Day 5 of living in a hotel: Day started off great! A friend shared the contents of a care package, and since Salami and cheese are best enjoyed from the comforts of bed, I tucked in and face planted into both of them. Crumbs don't matter, the insects have never seen salami so how would they know they liked it?
Day 6 of living in a hotel: They like Salami. A lot. I returned home from an exceptionally crappy day at the hospital, crawled in bed only to fling myself out of it. The bed is no longer safe. There were not one, not two, but FOUR big bugs IN my bed. Then took off the mattress and found more, many, many, many more. I've never packed my bags so fast. I marched straight to the office, hauled the poor door man out of bed, and insisted on being moved. This wonderful watchman moved with no problems at all!

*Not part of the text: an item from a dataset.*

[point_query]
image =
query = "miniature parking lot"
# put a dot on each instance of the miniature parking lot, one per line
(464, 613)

Day 7 of living in a hotel: The new room is much nicer, no smell, no insects, and absolutely NO MORE food in the room. However, the city water supply has apparently exploded. I dare anyone to try and wash their hair in a sink the size of a soup bowl using bottled water.

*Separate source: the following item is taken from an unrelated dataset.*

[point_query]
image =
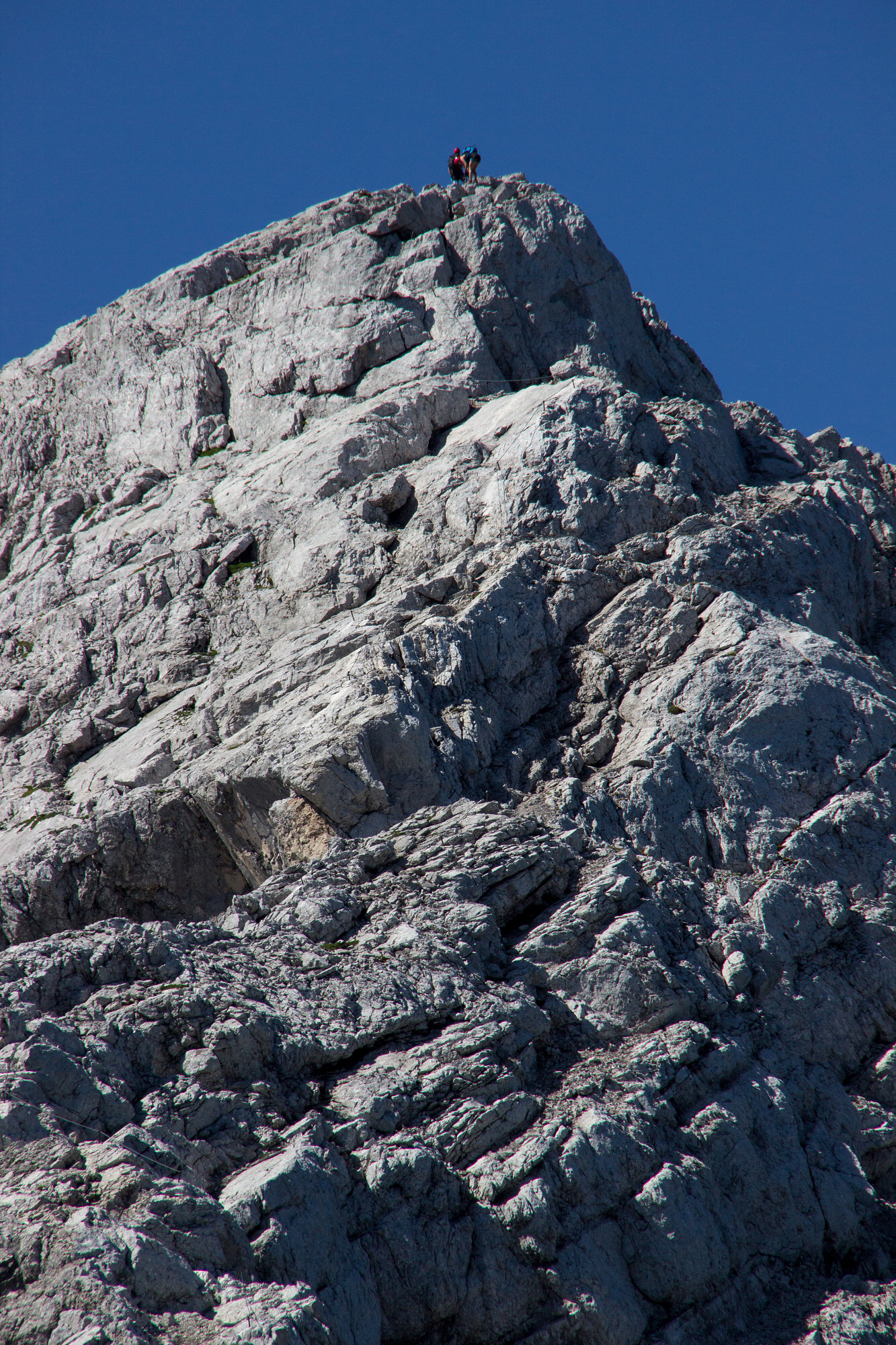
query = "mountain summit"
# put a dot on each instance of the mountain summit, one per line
(448, 817)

Day 8 of living in a hotel: Sitting there casually eating my dinner and trying to forget the baby at the hospital with the eyeball the size of a lemon. I am approached by the owner of the hotel who kindly asks me to pay my bill up until the point "of course!" I exclaim, thinking this is a harmless request. When I hand over the money he looks at me like I'm the one with an eyeball the size of a lemon and kindly explains that this is not enough money. He then asks for what is the equivalent to three months rent at my house in the village and politely tells me to get out of his hotel if I can't pay it. Well that just simply not going to work because I'm pretty sure its against Peace Corps rules to sleep on the streets, so after much begging he allows me to move my stuff into the 8 bed hostel. So now up to three room changes... trying not to freak out.

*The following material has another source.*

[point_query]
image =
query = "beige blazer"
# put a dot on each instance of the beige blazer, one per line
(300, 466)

Day 9 of living in a hotel: I've taken to affirmations in the mirror of "just two more days, just one more day, etc." Each morning I have to pack my stuff up, put it in the office, wash with cold bottled water, and the insects have returned. Two stores are now competing to see which megaphone is louder, and after a week of MC'ing they've run out of things to advertise so its like dueling Malawian karaoke from 7am-5pm.
Day 10 of living in a hotel: I have nothing left to say. The city has broken me. I can't wait to get home to my outhouse, my paraffin stove, my buckets. I will never complain about my home again.

Wednesday, August 3, 2011

Hotel. Motel. Wish it was a Holiday Inn!

What a surly little post to leave you guys with last week. I was just feeling a little frustrated because I have to live in a hotel for two weeks for my Malawian Nurse Midwives Council MANDATORY nursing training.
Day One of living in hotel: Not so bad. Room is surprisingly big, sparse, but big, and my bathroom is larger than most peace corps houses. The paint is a little chipped, but an exceptionally large missing piece resembles a very pleasant looking rabbit holding a hammer. The windows have screens on them helping ventilate the interesting smell, which reminds me of a cross between week old raisins and super glue. There is a TV, and there are outlets, AND light switches so really, what could I possibly complain about?
Day Two of living in hotel: The raisin-glue smell is getting stronger. I decided to put my clothes into the "armoire" but when I opened it I saw an insect of remarkable size, so I've abandoned that idea and, just for safe measure, I pushed the chair against the armoire doors. I'd like to see the insect of Satan move that!
Day Three of living in hotel: Chair plan did not work at all, and insect of Satan appears to have invited all his friends to point and stare at the crazed white girl cowering in the corner in fear. I hear their little legs clicking on the walls as they run around. Thankfully, the leg-clicking is drowned out in the day time by the man with a megaphone hollering "expert rice cooker" and "trousers so nice!!"
Day Four of living in hotel: I grow strong on my strict diet of bread, peanut butter, jelly, margarine, and cheese puffs. In a moment of weakness I walked across the street to stare longingly at the boxed wine (yes, I'm reduced to salivating at wine wrapped in cardboard), but I lost my nerve when I realized that a box is the equivalent of three nights in the hotel.